We kind of went through a first renaissance with automating a lot of functions of equipment 20 to 25 years ago. We saw a lot of great gains to cost, quality, and just general scope of work and what we could accomplish in a given time period. Schedules were improved by that first renaissance where people were still in machines, but the machines did more for them.
As we move into this new next renaissance where machines are fully automated whether they're controlled remotely, where the machine has an AI, the machine has some sort of a pre-programmed system, etc., I think that is going to be something companies are gonna spend an inordinate amount of time and cost to figure out. And hopefully with great success because it solves some of that labor question. It solves some of the workforce development questions and quality questions. There's a commensurate quality issue that I don't think a lot of people are talking about because of the sheer volume of new people you're bringing in and the sheer volume of skill we've lost through whatever attrition: retirement, increased workforce need, COVID, or other factors.
Automated equipment brings a new baseline to creating better quality.

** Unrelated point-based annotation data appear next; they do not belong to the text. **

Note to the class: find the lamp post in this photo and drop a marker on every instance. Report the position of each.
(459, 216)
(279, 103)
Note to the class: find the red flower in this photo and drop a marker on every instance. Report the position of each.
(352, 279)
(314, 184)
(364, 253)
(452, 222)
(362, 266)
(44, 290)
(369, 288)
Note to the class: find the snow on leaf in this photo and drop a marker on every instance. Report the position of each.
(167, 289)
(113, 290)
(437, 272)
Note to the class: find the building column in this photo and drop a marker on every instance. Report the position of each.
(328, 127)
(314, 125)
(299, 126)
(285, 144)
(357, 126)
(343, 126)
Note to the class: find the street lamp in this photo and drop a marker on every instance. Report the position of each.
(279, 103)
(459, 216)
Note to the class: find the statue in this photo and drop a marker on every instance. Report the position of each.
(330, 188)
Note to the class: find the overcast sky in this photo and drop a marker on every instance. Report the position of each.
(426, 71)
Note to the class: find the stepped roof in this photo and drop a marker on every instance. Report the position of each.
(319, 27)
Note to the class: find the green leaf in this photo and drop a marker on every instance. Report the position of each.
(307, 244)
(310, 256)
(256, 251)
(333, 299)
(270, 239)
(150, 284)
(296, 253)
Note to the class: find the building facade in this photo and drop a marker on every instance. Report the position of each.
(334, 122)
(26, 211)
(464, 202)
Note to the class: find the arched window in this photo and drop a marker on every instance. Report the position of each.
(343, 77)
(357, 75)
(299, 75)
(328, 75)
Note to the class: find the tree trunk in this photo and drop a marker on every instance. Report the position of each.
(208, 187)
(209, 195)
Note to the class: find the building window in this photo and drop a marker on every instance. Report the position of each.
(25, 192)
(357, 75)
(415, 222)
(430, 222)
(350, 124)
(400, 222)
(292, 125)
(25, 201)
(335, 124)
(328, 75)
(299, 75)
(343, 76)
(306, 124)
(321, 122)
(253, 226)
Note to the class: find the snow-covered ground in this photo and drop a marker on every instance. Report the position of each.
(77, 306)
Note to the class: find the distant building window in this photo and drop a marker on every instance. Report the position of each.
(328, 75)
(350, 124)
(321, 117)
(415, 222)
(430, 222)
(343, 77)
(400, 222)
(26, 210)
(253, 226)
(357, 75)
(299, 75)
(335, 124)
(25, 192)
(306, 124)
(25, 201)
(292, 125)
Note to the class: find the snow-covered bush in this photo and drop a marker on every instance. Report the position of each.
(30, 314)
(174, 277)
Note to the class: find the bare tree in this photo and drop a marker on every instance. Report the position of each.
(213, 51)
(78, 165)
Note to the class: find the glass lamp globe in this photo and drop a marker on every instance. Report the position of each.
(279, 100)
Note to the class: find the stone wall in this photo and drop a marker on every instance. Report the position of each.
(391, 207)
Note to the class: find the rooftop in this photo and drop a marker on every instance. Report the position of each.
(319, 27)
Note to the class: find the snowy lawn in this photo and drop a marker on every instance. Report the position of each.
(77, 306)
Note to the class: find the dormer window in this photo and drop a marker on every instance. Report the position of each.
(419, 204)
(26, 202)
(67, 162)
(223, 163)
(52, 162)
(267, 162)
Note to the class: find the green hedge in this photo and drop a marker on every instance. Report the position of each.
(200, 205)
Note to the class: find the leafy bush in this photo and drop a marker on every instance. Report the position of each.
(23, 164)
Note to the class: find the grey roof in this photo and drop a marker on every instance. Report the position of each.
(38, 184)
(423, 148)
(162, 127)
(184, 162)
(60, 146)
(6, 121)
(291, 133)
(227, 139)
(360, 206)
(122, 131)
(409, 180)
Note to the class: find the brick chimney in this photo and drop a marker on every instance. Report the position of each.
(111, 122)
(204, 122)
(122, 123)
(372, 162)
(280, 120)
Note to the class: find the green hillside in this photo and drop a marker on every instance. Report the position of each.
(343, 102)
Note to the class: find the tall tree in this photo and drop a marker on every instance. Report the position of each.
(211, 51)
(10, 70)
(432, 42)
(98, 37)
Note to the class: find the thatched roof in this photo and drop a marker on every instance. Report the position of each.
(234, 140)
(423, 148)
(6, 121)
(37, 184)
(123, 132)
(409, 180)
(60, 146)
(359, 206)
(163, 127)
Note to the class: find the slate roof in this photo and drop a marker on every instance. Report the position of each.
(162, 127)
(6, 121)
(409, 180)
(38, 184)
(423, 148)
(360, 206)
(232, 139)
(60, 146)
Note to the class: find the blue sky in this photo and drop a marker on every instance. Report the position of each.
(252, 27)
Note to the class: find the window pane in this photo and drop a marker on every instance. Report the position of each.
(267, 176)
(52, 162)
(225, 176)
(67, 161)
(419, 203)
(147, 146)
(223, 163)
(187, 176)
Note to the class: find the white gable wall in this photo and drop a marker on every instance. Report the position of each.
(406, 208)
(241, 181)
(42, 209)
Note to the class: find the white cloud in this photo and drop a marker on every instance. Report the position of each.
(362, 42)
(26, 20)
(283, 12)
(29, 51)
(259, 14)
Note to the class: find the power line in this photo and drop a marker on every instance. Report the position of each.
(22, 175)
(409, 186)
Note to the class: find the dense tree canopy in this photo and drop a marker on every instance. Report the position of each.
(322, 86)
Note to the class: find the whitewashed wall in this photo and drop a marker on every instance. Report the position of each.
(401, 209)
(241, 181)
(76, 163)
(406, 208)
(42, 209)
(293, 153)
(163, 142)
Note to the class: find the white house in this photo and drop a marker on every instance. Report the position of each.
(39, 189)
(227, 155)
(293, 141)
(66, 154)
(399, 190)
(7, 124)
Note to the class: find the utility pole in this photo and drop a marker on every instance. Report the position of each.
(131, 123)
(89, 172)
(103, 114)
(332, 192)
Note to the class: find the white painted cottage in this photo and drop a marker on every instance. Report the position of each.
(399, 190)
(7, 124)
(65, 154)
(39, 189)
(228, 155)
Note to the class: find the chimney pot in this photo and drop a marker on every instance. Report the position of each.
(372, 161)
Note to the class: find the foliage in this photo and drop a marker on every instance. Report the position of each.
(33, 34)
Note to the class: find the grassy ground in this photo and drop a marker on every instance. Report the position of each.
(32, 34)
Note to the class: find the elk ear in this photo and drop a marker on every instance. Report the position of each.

It allows things to be streamlined. It solves those labor problems for a lot of things. Companies are going to be very excited to do it. We're very excited. Our owner has started soft committing dollars and different things as he sees the opportunity.
From a heavy highway perspective, automated equipment is a big challenge. If you look at some of the successes in automated equipment, they're in sectors of construction or in the industrial world where the type of work is really isolated to equipment driven functions. Mining, for example. I know there are mines in Australia and New Zealand where they're running a hundred percent automated down in the mine. There's not a human in the mine. They have a couple guys up top running some control aspects, but it's really all automated. That helps because there's not a lot of ground-based workforce there, right? There's not other guys doing functions outside the role of the equipment.
I think our biggest challenge for the industry and heavy civil and heavy highway disciplines specifically, is that many projects still need ground-based people. I think the automated equipment and automated driverless part that the world has really seen, especially related to the on road, it's in a restricted controlled environment, right? Nobody should be walking down the interstate. Does it happen? Sure. But nobody's in this controlled access zone.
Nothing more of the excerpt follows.